According to the Daily Mail, Mary Jo Trokey, 32, her husband Matthew Trokey, 33, and their 3-month-old daughter, Taylor Rose Trokey, were all found dead from gunshot wounds by a concerned family member. The family member immediately called police to report the gruesome scene.
Police said they believe Mary Jo killed her baby and shot her husband before turning the gun on herself.
Now, it is thought that the mother may have been suffering from postpartum psychosis when she killed her family and herself.
Postpartum psychosis, a disorder that is triggered by childbirth, can cause delusional and irrational behavior. In rare cases, the disorder can cause a mother to harm her child.
A law enforcement source said that Mary Jo appeared to have purchased a gun shortly before killing her family on either February 1 or February 2.

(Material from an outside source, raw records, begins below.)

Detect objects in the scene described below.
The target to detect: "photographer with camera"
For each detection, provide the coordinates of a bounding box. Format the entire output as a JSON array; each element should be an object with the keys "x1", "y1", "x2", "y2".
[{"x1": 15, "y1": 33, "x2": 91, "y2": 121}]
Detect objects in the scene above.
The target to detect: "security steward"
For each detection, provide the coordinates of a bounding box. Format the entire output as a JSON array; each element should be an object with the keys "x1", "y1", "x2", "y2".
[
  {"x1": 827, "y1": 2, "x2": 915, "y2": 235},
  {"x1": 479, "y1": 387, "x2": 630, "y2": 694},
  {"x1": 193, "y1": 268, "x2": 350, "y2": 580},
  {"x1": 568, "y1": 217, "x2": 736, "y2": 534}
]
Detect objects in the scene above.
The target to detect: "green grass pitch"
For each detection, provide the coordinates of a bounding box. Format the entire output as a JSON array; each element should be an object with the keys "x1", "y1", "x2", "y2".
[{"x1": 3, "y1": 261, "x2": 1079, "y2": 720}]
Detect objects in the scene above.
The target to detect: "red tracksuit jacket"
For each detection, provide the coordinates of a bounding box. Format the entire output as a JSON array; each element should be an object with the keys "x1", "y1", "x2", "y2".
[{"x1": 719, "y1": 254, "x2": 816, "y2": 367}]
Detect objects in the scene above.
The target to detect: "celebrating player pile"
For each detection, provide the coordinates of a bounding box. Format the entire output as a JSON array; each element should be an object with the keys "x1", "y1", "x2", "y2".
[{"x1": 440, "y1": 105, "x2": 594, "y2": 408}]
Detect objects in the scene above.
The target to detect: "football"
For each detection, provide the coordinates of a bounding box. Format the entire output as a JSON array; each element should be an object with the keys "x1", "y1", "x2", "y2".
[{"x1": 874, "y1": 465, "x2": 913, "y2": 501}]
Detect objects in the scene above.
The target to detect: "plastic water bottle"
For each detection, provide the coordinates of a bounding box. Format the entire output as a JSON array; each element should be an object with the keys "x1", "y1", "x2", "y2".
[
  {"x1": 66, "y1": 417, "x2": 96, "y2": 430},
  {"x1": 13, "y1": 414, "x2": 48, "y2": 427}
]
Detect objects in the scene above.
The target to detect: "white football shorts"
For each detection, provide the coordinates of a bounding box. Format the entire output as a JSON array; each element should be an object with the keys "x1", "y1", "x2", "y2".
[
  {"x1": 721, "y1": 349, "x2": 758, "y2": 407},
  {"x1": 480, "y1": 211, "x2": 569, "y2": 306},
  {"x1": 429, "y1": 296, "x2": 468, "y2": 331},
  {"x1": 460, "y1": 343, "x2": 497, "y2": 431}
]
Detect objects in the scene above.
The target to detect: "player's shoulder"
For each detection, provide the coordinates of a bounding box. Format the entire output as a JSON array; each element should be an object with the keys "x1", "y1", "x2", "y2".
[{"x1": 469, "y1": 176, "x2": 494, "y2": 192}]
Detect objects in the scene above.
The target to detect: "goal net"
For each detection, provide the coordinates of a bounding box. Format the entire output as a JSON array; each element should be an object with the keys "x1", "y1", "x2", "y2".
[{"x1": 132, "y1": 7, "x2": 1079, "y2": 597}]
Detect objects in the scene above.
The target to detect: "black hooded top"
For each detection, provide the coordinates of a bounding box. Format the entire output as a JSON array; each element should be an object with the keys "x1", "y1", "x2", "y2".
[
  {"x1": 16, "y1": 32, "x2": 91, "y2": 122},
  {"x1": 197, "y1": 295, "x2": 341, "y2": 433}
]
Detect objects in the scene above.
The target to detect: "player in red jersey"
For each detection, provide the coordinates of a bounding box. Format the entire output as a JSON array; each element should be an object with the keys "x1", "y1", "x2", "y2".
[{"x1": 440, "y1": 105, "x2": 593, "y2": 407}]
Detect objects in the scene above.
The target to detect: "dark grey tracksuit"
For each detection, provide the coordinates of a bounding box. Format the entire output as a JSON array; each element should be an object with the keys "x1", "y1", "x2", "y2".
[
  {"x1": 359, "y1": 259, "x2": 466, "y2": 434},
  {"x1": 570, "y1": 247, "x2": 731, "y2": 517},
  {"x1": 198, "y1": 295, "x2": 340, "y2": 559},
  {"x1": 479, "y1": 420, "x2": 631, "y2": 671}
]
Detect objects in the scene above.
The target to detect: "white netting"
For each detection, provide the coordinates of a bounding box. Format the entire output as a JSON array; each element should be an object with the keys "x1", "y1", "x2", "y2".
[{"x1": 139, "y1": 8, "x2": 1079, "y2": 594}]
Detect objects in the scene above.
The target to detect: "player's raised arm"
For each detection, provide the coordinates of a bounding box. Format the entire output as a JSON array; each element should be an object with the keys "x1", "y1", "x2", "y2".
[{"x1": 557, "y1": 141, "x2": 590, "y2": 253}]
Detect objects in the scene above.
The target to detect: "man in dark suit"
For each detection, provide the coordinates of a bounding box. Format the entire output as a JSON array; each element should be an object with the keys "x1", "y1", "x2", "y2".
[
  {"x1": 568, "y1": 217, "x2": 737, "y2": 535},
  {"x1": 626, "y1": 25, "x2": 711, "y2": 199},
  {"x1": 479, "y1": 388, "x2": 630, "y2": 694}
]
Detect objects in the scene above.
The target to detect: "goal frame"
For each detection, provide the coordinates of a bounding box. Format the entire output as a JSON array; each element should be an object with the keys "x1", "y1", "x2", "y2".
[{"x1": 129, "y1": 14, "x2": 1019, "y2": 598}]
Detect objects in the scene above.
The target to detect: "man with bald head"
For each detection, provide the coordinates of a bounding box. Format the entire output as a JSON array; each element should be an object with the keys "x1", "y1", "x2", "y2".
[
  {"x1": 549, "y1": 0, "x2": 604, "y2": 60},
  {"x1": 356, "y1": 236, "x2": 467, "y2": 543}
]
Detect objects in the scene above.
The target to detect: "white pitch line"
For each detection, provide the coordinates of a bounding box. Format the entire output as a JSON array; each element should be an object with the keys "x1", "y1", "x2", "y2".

News of the murder-suicide shocked the St. Vincent community of St. Louis. Neighbors described the Trokeys as "the perfect family."
"It's a shame," said neighbor Frank Cantone. "That's tragic, especially when you have an infant involved. We've waved at them, said hello."
Local pastor Bob Reiker, who baptized Taylor Rose in December 2017, expressed his shock after hearing the news.
"It's hard to imagine what happened," the pastor said. "People are baffled by it. It's inexplicable how someone could do this to themselves, let alone their little girl."
He continued, "[They] seemed like a very stable, Catholic couple. You would never suspect there were any problems that would lead to something like this."
According to the St. Louis Post-Dispatch, the majority of those suffering from postpartum psychosis do not harm themselves or their children. The rare few who do harm their children are betrayed by their maternal instinct, which leads them to believe that death is the only way to protect their child.
As many as 85 percent of new mothers experience mood swings, anxiety and sadness in the first several days or weeks following childbirth. For only about 15 to 20 percent of mothers, the mood swings do not fade and can progress into severe depression and anxiety.
"Usually the first indication that it's anxiety is when she's distraught by it ... she recognizes this is not typical or healthy," said Erin Poniewaz, a mother-baby intensive outpatient program therapist at Mercy Hospital in Creve Couer, Missouri.
Women suffering from postpartum psychosis, which is experienced by up to 1 in 1,000 new mothers, often to not realize they are acting irrationally and may hear voices or have paranoid delusions and hallucinations.